Haskel and his small group of supporters have aligned with other groups to stage weekly protests in front of Netanyahu’s home, wearing protective face masks and chanting slogans while hoisting Israeli and black flags and holding signs reading “Crime Minister.”

On Friday, police detained Haskel and others for what was deemed an “illegal” demonstration because a road was briefly blocked. Netanyahu’s hand-picked minister overseeing the police quickly vowed to show “zero tolerance” for public disturbances.

The police offered to free Haskel if he agreed to release terms that prohibited him from returning to the scene of the protests. Haskel refused, spending the weekend in jail before a judge ordered him and two others freed while criticizing the police’s conduct.

His detention drew angry denunciations from prominent Israelis and sent hundreds out to protest outside Netanyahu’s residence again Saturday night over what they said amounted to a politically motivated arrest.

Overnight, Haskel became the new face of opposition to Netanyahu.
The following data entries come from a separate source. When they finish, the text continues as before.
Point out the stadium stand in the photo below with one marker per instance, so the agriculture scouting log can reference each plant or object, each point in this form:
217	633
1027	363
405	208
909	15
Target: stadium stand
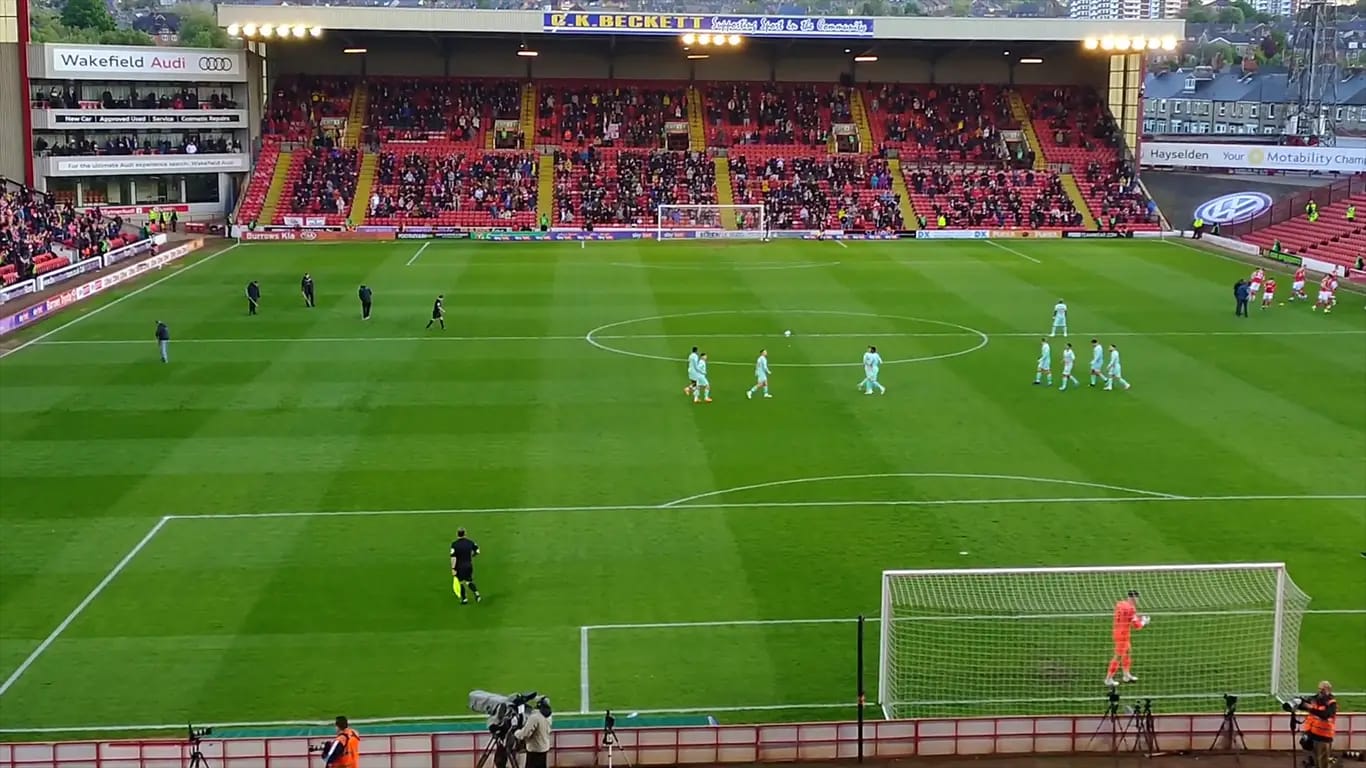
1331	238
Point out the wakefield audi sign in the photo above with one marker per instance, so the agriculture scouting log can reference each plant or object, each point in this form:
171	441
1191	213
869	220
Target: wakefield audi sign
135	63
1254	157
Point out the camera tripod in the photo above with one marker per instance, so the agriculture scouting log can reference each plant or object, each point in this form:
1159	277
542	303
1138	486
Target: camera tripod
609	741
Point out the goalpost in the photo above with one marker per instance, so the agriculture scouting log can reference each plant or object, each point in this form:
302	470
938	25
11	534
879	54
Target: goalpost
1001	641
738	222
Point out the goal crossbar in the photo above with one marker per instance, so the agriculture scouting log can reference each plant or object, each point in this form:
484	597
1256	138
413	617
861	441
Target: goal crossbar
1037	640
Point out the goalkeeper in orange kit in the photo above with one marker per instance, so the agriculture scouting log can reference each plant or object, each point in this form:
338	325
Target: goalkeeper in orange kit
1126	621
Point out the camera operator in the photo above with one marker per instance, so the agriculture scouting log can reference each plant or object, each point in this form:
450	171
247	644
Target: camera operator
536	734
1320	724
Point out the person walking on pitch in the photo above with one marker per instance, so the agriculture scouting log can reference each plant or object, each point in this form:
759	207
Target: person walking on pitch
1113	372
1068	361
872	365
1045	364
439	312
691	372
760	376
702	390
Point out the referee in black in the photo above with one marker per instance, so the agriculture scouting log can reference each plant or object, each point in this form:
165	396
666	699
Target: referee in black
462	566
365	294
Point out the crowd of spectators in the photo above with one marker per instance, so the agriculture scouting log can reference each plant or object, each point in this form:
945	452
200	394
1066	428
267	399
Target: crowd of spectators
70	97
1116	198
620	116
817	193
627	189
418	186
945	122
32	224
327	182
742	114
996	198
88	144
1077	118
417	110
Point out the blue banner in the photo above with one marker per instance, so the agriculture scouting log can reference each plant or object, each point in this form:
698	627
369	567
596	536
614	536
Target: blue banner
682	23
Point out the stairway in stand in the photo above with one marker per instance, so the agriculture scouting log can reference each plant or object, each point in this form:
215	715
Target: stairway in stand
544	186
529	115
355	119
272	196
1021	115
859	112
894	167
361	202
1074	193
724	192
695	120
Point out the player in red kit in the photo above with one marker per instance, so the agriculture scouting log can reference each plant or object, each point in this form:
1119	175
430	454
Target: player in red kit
1126	621
1297	289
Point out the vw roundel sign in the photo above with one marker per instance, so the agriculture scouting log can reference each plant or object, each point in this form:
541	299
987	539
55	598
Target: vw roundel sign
1234	208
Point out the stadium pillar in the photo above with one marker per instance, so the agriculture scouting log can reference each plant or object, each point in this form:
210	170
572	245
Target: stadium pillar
15	157
1124	93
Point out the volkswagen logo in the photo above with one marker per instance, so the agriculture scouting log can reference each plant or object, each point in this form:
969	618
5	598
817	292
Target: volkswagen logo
1234	208
215	64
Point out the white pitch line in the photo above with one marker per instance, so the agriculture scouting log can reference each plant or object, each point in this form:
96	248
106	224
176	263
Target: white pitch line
777	504
81	607
659	336
1008	249
418	253
115	302
583	668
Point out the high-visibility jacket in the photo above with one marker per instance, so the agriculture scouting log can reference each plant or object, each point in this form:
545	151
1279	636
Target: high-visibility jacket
350	742
1321	720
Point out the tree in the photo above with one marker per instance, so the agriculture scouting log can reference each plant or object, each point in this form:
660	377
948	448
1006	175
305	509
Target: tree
200	29
1197	14
88	14
1231	15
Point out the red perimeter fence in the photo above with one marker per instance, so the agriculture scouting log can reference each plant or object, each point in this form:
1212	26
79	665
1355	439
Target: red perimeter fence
712	745
1294	205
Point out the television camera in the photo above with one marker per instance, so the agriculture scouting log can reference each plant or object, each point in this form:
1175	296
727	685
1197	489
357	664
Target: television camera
506	714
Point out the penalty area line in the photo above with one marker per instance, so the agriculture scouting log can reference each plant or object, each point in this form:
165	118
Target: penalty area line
14	677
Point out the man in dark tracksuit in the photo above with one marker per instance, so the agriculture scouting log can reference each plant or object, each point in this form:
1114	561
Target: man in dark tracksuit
365	302
163	340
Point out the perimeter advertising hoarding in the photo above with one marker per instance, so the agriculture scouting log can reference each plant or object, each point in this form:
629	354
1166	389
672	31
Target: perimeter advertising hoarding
1254	157
682	23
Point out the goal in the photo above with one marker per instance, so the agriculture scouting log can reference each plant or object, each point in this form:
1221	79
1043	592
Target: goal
1012	641
738	222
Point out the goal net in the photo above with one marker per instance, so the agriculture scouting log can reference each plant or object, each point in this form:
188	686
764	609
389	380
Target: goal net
739	222
1001	641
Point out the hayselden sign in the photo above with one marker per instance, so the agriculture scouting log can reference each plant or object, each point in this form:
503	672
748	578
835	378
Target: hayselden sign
1254	157
676	23
135	63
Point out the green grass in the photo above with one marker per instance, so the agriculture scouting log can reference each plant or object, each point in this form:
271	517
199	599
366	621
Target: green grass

He said the order to arrest him “came from above” and was part of a wider trend under Netanyahu of stifling dissent and undermining Israeli democracy.

“It was not my life-long dream to spend a weekend in a jail cell, but when you fight for something, sometimes there is a price,” said Haskel, a former pilot who fought in the 1973 Arab-Israeli war and logged more than 8,000 flight hours in his lengthy military career.

“The police’s job is to find the proper balance between freedom of expression and public welfare,” he added. “I think the worst damage Netanyahu is doing to us is dividing and inciting us against each other. A society that is torn and divided has no future.”

At his weekly Cabinet meeting Sunday, Netanyahu distanced himself from the affair. He said any allegation that he sought to restrict protests was “absurd.”

“I do not get involved in police decisions,” he said. “At the same time, the laws and regulations of the state of Israel must be maintained. It is not the prerogative of one side to say they support the rule of law and then to trample it.”

Haskel, balding and bespectacled, assailed Gantz and Ashkenazi for reneging on their campaign promises by enabling Netanyahu’s continued rule. But he said he hopes that an upheaval from below will ultimately oust Netanyahu, citing the example of street protests after the 1973 war that pushed then Prime Minister Golda Meir toward resigning.

“He is on trial. He may reach the conclusion that he’d be better off reaching a deal to retire than carry on,” he said. “I have no problem with the right. I have a problem with a prime minister accused of criminal acts.”

Haskel insisted he had no political aspirations and hoped that his arrest, however unpleasant, would inspire others into action to demand change.

Before taking on his newfound role as protest leader, Haskel had initiated a program to take Israeli soldiers to visit former concentration camps in Europe, part of his efforts to educate new generations about the horrors of the Nazi genocide.

“In my research of the Holocaust, I learned something very important. First, it is the tendency of most people to stand on the side. And second is the danger of this standing on the side,” he said. “I felt that when something is bothering me I couldn’t just stand aside.”